Bartenieff Fundamentals is a form of Laban Movement Analysis created by Irmgard Bartenieff. It utilizes principles of breath, core support, dynamic alignment and spatial intent. Emory Professor Sally Radell received her Master’s Degree from Ohio State University in choreography and Labanotation, in addition to teaching several courses here each semester that utilize somatic practices like this and many others. She speaks on her experience below.
*Responses have been edited for length and clarity
When were you first introduced to Bartenieff Fundamentals?
I was first introduced to the Bartenieff Fundamentals as a graduate student in dance at The Ohio State University. All graduate students were required to take several courses in the work. I must admit that I did not really understand the significance of the work at the time and how it could really help me connect and integrate my movement patterns. I was not a diligent student of this material because it was too subtle for me to really wrap my brain around it. Then, after I finished the courses, I got injured and had a hard time getting better. My teachers referred me back to the Bartenieff work and after practicing it a bit I felt first-hand how the movement helped my body rebuild healthy movement habits that had been disturbed from my injury. I also saw how the work helped me connect my body up and move forward technically. After that I spent several semesters doing independent study with my teachers on Fundamentals and have been a convert ever since.

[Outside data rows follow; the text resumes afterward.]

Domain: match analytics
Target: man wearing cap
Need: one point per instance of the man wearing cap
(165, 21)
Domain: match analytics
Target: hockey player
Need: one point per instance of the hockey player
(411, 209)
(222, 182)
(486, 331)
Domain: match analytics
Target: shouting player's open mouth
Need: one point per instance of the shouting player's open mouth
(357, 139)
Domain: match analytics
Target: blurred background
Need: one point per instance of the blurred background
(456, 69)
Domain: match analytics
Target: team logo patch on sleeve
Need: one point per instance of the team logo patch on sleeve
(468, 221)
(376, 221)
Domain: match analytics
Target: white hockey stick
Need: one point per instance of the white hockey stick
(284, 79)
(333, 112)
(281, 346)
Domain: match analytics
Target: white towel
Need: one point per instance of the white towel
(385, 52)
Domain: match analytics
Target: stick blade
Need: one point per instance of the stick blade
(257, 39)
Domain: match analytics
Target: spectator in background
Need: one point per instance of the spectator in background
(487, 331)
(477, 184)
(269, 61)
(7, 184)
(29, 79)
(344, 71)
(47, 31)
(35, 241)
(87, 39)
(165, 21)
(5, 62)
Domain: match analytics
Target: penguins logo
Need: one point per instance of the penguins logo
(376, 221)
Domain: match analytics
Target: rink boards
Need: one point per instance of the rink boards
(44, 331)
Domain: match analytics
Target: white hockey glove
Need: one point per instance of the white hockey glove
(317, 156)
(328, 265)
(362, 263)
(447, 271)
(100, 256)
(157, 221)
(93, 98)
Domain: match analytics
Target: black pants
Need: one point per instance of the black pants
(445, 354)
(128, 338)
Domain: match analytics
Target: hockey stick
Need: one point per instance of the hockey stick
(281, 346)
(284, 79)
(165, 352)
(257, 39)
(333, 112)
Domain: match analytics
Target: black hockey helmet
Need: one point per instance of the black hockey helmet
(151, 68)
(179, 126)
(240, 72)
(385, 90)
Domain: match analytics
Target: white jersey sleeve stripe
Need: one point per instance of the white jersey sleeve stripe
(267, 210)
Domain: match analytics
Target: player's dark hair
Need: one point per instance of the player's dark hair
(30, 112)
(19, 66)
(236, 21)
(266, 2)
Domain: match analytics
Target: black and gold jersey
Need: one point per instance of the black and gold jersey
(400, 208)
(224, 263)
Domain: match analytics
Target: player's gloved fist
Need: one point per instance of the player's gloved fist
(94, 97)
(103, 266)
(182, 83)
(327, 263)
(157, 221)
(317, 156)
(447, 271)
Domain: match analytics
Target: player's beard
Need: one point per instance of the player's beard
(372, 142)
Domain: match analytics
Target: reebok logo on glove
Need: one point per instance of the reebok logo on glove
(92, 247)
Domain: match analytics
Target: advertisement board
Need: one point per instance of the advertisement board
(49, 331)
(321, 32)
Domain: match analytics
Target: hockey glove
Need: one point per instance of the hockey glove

What are the main components of this practice and how are they taught?
The main components of the form are body connectivity, breath support, grounding, the developmental progression of movement in infancy and toddler-hood, intent and complexity of movement. The form is about revisiting the early connections we make in our bodies as infants (head – tail, connection to center, understanding that all parts are connected, etc.) and as we review this material we can begin to develop a deeper understanding how our body moves, release unproductive habits, understand how breath supports our movement, the clear sequencing of movement to create high levels of efficiency, etc. The form can be taught one on one or in a group.
Why do you think this is an important somatic practice to teach students?
This is a critical somatic form to teach students because it is accessible, needs no props, and builds upon the basic movement patterning we discover as children. It covers a lot of ground (core support, connectivity, intent, sequencing, breath support) and helps students learn how to integrate movement in their body for higher levels of efficiency and functioning in everything they do. Also, the exercises feel good to perform and fairly quickly one can feel changes in their body if they practice the material mindfully.
How can this practice help dancers in and out of the studio and/or how has this practice helped you?
This material has helped me understand movement connections as a dancer and teacher, and I have witnessed how it accelerates the acquisition of technical skills in dancers. It has helped me move in a more integrated way. It has also helped me work through injuries and the retraining that is necessary. Also, this material applies to all physical movement, not just dance, so it has wide application.